My brother and his kids are addicted to geocaching, they go out every weekend. I tried it twice with them, I won't be going a third time. I have other interests/hobbies that I enjoy far more than this, but it seems to have a fairly large following.


----------



## ACHY (Oct 18, 2007)

I tried my first few geocaches this winter, and I quite enjoyed it. I'm looking forward to doing a bit more this summer. I don't think I'll ever get to the point of going out every weekend, but I suspect it will give me a reason to explore a few places I wouldn't have before. And like Petersen said, if I'm going out anyway, I like to look for nearby caches as a sort of bonus.


----------



## GaryFish (Sep 7, 2007)

We used to do it quite a bit as a family. It was a great thing with the kids. If I'd say to the kids "lets go for a hike" they'd give me all sorts of attitude. If I'd say "Lets go geocaching" they'd be ready to go before I could get to the front door. Then some A-hole broke into my car and stole my GPS! Urrrrrggggg. Need to get a new one I guess.


----------



## MarkM (Sep 7, 2007)

I did it a little bit 5-6 years ago then fell out of it. My daughter is 7 now and we have been going out the last couple weeks Geocahing, she has had a blast doing it so I will probley do more of it in the future. She want to set up her own geocache so we will be doing that in the next few days.

Mark


----------



## Huge29 (Sep 17, 2007)

It is fun! I don't do it as a standalone sport, but something while I am hunting or camping in the same area. Anyone going to bullfrog, look mine up just a few miles before the park border at the summit there where you can just see the agua. The kids and scouts love it.


----------



## jubal (Feb 2, 2009)

I like to geocache sometimes, but generally as an aside to a hike I'm going on, or something. I'm not real into it. I like finding them, and maybe exchanging something I have for something of equal value in the container, and I like signing the log book. But that's about all I do with it.


----------



## stimmie78 (Dec 8, 2007)

I set up a fake geocache to propose to my wife. I just told her a new one was posted and we should go look for it. She was all for it. Hardest part was finding it myself since I placed it the night before in near pitch blackness!


----------



## campfire (Sep 9, 2007)

My wife and I tried geocaching for the first time today. We tried it as something to do while we were ATVing. We looked up a few caches in the area we were going to and we enjoyed it along with ATVing and shooting. Besides that, we found out from the geocaching site about the old town of Topliff. I had never heard of it before. We visited several sites but only found a couple of caches. But it was fun and it was not in the city. We will probably do it again.


----------



## Catherder (Aug 2, 2008)

campfire said:


> we found out from the geocaching site about the old town of Topliff. I had never heard of it before.

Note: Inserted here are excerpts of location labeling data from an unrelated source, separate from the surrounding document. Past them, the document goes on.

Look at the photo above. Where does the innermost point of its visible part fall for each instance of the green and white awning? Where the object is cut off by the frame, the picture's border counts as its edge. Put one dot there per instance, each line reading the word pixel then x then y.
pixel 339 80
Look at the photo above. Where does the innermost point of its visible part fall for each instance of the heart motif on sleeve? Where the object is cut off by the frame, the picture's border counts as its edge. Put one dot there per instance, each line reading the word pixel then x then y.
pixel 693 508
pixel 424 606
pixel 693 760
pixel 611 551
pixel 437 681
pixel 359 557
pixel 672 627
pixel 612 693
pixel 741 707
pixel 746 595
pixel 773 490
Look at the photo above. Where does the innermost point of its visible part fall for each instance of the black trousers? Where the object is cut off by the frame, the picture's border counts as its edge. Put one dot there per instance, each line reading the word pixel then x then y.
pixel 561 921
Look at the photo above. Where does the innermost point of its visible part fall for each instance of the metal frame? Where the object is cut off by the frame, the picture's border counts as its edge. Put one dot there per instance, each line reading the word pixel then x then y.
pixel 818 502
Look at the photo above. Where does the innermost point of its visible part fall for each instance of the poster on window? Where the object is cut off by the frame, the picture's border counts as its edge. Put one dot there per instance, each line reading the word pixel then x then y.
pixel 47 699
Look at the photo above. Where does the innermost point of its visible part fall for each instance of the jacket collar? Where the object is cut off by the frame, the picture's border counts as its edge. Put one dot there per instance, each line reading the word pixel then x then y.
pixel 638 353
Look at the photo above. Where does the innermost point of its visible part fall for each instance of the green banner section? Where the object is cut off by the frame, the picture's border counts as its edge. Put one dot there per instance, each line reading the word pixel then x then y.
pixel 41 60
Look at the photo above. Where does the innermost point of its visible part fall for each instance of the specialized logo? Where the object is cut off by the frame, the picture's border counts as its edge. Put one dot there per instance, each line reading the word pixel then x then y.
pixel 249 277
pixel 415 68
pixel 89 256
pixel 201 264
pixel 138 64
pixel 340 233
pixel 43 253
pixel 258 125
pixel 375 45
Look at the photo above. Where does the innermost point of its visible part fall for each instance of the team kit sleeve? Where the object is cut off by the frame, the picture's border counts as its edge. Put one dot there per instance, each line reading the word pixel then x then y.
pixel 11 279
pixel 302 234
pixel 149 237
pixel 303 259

That has happened to us a couple of times too. We have discovered several new parks, sites, and even a new fishing spot I want to return and try. Meanwhile, the girls are still pretty enthusiastic, so I'm sure we will be continuing to do quite a bit of geocaching in our travels and daddy-daughter time. We are now over 100 finds. 8)


----------



## JAT83 (Sep 9, 2007)

I enjoy geocaching. Haven't been for a couple of years, but I have been meaning to get out again.


----------



## Bears Butt (Sep 12, 2007)

On several occations and during the muzz deer hunt, my brother would stash a cache and then give us all the coords. During the hunt each one of us would eventually find ourselves near where the cache was and locate it. Generally, he would stash something he wanted each one of us to have as a memoure of that years hunt...like a 99 cent key fob flashlight etc. It was fun. Didn't do it last year.


----------